Are Women a Threat to National Security?
Officially, high-ranking officers in the Navy endorse the policy and claim it has support in the Navy at large. Some people, however, continue to believe that a submarine is no place for a woman. Veteran sailors have privately (and not so privately) vented that women aren't physically strong enough to do the demanding manual labor submarine service requires, and they resent having to give up their own personal space and sense of male camaraderie to accommodate women. A common complaint is that allowing women on submarines is bound to lead to shipboard sexual liaisons, deteriorating morale. Many hostile blog commenters say that women's presence will distract the men onboard from doing their jobs. Some even go so far as to suggest that these women would increase the military's already disturbingly high rates of sexual assault. In 1996, a Defense Department survey reported that 6 percent of women in the Navy reported having experienced a rape or attempted rape, and the Pentagon estimates that its official numbers represent only about 10 percent of actual attacks. "Diversity or security … pick one, because we can't have both," says a commenter on one talk radio station's Web site.
Besides worrying about the consequences of shipboard sex, some are concerned that because women can get pregnant, they are inherently a threat to national security. Theoretically, a woman who gets pregnant aboard a submarine would have to be taken to port and discharged, possibly revealing the location of the sub or affecting the readiness of the crew while her replacement is found. The Eagle Forum's Phyllis Schlafly even wrote in a 2000 editorial that women were unfit for sub duty because the "recycled" air onboard would be toxic to unborn children. The Defense Department has stated that no woman will be permitted to serve on a submarine alone, and the restrictions on pregnant sailors will be the same as in other parts of the Navy-they will be transferred to shore until they deliver, and returned to the ship once their maternity leave is up.
Baby Steps to Equality
Despite the naysayers, the Navy is moving forth with its plans to integrate submarines, unless Congress opposes the policy enough to formulate legislation making it illegal.

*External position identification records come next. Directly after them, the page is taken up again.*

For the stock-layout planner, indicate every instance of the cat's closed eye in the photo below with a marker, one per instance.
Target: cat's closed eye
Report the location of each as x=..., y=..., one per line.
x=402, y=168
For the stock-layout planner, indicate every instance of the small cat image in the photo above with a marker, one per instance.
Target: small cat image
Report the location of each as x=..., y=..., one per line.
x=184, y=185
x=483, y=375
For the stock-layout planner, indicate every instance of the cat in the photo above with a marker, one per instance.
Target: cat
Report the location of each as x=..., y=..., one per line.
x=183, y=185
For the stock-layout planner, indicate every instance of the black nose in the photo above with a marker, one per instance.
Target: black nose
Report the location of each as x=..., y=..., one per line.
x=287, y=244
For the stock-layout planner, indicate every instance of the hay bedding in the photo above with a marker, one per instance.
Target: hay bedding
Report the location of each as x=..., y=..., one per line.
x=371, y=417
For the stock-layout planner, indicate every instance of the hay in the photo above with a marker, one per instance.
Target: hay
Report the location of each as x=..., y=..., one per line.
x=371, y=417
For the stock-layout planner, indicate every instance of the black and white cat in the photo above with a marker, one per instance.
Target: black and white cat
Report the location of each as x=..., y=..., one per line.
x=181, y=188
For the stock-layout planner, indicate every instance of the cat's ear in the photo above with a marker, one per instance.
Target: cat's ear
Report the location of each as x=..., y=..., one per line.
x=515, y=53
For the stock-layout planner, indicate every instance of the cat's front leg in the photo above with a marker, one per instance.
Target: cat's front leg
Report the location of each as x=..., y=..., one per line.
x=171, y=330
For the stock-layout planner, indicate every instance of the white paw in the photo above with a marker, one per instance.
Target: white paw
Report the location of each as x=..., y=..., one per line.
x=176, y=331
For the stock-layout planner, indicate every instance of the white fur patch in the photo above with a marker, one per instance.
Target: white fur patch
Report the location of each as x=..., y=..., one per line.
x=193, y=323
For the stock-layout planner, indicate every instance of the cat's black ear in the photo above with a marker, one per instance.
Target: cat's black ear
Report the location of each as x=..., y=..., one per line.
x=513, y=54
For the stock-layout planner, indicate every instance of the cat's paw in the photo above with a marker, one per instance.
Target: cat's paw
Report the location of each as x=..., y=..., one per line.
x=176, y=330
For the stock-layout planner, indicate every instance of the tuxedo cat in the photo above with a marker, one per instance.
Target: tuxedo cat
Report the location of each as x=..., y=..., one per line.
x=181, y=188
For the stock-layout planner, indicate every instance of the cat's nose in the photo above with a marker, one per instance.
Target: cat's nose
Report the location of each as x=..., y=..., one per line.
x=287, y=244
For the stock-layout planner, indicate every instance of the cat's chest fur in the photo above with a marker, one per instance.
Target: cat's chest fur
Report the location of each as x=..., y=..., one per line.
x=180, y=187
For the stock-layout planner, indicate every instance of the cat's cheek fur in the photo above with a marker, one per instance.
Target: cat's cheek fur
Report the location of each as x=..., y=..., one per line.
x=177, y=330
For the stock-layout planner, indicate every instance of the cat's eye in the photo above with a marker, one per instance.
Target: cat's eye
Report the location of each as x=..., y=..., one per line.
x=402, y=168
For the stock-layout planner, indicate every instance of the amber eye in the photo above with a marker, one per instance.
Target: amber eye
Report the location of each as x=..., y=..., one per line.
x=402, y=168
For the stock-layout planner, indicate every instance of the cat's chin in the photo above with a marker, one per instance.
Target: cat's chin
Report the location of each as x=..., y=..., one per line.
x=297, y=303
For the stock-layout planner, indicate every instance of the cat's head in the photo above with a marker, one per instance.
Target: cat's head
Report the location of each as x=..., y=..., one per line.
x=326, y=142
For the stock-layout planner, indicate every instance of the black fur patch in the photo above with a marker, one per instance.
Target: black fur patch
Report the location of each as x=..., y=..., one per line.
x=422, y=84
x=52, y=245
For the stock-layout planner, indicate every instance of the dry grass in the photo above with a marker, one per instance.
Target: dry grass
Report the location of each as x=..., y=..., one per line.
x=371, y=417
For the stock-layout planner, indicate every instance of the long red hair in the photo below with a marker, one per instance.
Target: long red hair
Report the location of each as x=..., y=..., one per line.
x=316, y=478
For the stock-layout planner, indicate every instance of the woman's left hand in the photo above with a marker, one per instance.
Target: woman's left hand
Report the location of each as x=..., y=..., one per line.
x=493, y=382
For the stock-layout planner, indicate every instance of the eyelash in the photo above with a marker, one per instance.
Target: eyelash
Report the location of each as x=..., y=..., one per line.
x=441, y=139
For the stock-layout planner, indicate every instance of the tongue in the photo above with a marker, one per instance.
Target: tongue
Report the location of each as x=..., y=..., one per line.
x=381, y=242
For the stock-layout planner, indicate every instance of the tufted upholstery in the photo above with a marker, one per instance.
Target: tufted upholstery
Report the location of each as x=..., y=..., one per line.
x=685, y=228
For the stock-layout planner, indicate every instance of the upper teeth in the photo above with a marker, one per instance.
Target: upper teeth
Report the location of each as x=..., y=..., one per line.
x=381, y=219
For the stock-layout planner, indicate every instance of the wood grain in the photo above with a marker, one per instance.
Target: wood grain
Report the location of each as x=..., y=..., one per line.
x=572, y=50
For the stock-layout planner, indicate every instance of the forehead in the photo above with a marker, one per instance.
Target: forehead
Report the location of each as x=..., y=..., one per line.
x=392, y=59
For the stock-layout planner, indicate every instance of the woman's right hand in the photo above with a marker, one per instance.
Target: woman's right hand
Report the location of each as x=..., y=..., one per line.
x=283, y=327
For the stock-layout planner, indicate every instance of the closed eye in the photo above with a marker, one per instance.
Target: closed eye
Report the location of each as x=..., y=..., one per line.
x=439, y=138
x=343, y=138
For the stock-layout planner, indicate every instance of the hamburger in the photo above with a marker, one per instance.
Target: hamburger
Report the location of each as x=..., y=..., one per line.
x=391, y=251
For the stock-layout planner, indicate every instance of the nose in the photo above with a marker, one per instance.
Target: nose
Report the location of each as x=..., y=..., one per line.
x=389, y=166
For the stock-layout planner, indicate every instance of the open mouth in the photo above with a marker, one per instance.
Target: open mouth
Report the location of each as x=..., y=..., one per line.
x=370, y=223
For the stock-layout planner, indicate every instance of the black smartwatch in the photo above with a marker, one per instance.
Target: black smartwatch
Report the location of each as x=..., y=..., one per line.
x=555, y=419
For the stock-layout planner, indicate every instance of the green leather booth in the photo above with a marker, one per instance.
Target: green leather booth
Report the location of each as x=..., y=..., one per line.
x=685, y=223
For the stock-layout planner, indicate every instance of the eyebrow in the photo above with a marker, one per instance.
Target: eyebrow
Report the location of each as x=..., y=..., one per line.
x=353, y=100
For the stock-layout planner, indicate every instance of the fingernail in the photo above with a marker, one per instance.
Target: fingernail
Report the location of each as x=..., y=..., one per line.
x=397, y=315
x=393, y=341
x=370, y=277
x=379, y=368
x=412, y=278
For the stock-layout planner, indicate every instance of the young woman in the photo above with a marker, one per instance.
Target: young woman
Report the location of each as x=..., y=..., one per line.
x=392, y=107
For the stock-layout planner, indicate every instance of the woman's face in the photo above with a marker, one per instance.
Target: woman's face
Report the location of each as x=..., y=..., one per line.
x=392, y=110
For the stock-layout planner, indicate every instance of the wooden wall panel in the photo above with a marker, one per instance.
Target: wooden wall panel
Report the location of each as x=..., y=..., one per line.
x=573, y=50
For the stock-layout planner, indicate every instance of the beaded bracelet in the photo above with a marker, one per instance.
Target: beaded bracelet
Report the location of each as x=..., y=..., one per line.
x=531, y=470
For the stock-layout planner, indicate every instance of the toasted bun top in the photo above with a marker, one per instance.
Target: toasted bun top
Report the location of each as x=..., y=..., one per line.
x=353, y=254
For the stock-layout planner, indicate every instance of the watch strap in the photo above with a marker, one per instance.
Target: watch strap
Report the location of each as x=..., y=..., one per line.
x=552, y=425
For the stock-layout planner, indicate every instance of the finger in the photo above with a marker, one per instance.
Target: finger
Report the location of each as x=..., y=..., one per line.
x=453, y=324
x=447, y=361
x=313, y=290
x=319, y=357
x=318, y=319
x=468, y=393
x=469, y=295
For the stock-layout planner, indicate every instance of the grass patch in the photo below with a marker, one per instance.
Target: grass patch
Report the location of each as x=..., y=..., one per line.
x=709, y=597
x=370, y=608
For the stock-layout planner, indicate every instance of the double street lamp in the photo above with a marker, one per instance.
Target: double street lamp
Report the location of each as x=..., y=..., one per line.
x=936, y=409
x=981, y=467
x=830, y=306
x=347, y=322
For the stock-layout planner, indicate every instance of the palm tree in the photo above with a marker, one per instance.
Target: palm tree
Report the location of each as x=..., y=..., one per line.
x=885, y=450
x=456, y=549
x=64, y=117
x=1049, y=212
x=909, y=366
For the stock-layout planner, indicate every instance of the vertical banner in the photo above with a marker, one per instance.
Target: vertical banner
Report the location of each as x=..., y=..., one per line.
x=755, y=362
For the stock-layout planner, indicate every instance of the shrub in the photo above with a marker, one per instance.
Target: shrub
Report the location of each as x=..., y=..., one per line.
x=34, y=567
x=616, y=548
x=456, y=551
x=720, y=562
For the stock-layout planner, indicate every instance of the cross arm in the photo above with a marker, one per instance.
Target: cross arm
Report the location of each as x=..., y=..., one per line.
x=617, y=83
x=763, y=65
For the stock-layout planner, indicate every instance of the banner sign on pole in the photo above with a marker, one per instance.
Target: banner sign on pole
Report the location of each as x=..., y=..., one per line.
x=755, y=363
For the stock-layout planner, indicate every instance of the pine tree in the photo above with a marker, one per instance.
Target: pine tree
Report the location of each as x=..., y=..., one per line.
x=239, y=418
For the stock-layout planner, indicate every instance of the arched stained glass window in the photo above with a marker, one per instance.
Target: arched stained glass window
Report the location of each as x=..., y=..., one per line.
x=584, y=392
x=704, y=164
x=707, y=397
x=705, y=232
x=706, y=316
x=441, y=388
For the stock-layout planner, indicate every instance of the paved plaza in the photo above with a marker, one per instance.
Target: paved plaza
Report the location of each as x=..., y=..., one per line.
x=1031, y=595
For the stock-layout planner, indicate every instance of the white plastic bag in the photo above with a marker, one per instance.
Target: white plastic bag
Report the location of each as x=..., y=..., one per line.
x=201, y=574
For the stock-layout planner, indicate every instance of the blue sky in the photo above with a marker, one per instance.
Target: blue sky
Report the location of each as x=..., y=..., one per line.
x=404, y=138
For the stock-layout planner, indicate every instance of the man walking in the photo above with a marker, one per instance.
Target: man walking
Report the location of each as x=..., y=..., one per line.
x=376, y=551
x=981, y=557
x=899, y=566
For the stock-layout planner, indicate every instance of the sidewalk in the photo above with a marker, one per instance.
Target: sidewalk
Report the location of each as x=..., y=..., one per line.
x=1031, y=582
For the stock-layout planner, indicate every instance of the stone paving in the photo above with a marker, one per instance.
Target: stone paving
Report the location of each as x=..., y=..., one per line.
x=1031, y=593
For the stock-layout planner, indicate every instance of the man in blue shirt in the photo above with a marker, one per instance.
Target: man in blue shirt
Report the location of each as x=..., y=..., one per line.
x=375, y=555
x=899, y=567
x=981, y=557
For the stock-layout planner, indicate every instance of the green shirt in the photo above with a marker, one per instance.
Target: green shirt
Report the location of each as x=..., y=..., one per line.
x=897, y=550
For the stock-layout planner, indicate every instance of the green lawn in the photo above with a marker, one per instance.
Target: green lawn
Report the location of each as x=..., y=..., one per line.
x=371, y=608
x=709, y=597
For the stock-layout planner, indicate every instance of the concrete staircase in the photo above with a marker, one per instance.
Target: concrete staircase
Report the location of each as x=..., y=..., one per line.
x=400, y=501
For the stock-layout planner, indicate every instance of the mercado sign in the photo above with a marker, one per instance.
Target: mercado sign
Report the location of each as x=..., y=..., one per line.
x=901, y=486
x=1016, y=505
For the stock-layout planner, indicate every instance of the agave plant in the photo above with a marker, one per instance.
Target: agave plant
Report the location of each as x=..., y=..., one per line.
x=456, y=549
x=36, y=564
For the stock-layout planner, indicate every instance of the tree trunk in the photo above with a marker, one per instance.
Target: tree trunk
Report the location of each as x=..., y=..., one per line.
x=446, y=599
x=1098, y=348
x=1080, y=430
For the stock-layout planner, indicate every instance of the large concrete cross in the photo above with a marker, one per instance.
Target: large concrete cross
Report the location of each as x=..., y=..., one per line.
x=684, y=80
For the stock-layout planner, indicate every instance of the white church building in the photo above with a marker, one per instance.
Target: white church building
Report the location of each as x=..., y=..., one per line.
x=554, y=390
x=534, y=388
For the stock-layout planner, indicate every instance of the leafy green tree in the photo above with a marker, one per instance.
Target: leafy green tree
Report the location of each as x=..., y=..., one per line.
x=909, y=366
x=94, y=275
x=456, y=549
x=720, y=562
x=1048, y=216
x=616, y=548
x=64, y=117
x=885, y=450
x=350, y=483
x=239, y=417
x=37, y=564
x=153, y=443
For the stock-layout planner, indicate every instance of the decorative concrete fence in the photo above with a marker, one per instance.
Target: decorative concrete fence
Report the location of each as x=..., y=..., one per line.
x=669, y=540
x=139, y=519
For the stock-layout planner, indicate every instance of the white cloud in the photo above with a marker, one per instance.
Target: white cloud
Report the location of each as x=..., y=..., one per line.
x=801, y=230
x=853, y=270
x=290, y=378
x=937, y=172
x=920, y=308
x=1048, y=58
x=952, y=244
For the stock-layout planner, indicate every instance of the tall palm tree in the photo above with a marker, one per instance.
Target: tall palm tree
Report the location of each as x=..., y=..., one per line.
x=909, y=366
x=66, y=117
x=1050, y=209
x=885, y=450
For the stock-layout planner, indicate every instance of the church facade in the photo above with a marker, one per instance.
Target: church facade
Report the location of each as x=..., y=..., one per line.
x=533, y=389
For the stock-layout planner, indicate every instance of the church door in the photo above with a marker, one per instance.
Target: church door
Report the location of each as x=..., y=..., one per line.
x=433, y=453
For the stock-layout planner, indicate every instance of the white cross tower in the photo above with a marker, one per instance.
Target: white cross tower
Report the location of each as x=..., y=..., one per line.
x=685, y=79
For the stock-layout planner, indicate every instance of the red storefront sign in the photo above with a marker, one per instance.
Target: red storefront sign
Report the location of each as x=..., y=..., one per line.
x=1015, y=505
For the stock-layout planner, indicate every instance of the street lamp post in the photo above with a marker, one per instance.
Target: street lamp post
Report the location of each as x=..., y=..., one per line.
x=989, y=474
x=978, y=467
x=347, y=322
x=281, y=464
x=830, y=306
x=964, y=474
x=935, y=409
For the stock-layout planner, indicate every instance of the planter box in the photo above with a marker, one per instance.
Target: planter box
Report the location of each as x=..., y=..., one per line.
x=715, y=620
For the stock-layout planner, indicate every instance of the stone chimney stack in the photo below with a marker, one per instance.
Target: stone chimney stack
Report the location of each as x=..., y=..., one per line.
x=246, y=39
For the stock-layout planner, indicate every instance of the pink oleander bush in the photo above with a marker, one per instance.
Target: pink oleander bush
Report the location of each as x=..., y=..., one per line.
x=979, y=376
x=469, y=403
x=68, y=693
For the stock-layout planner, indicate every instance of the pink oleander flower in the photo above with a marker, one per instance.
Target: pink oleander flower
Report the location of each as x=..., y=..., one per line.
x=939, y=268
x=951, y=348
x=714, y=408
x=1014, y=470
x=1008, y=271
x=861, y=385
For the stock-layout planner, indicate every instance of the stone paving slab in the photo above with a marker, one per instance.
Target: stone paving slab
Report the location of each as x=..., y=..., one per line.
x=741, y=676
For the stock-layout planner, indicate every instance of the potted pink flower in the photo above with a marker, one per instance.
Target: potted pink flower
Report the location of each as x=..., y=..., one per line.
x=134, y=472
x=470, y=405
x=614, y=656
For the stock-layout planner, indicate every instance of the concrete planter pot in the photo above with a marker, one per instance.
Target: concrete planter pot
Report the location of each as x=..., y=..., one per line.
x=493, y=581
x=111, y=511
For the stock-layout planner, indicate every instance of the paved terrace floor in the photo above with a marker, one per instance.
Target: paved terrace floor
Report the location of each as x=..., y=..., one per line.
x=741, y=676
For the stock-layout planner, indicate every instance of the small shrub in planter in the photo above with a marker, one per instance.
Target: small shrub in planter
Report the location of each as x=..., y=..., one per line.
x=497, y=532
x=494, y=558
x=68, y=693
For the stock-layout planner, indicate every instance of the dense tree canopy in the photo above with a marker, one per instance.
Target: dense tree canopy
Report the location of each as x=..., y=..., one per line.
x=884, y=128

Barring that, the stated plan is to begin by placing female officers on the ships. Since officers already have their own living quarters, no immediate retrofits would need to be made.
Because naval officers must complete a year of training before they embark on a submarine deployment, it won't be until 2011 that the first female sub officers could be instated. The Department of Defense told ABC News that it hoped for twelve to eighteen ROTC or Naval Academy cadets to begin the training process this year. Sweden, Australia, Canada, Norway, and Spain already allow women to serve on their naval submarines.
Women still may not be able to be SEALs or to participate in certain commando missions, but if they are allowed to begin serving on submarines, it will be a big step for women in the military, and a big step toward equality. Following the traditional career trajectory, a woman who enters submarine training this year could, in seventeen to eighteen years, even end up in command of the whole ship.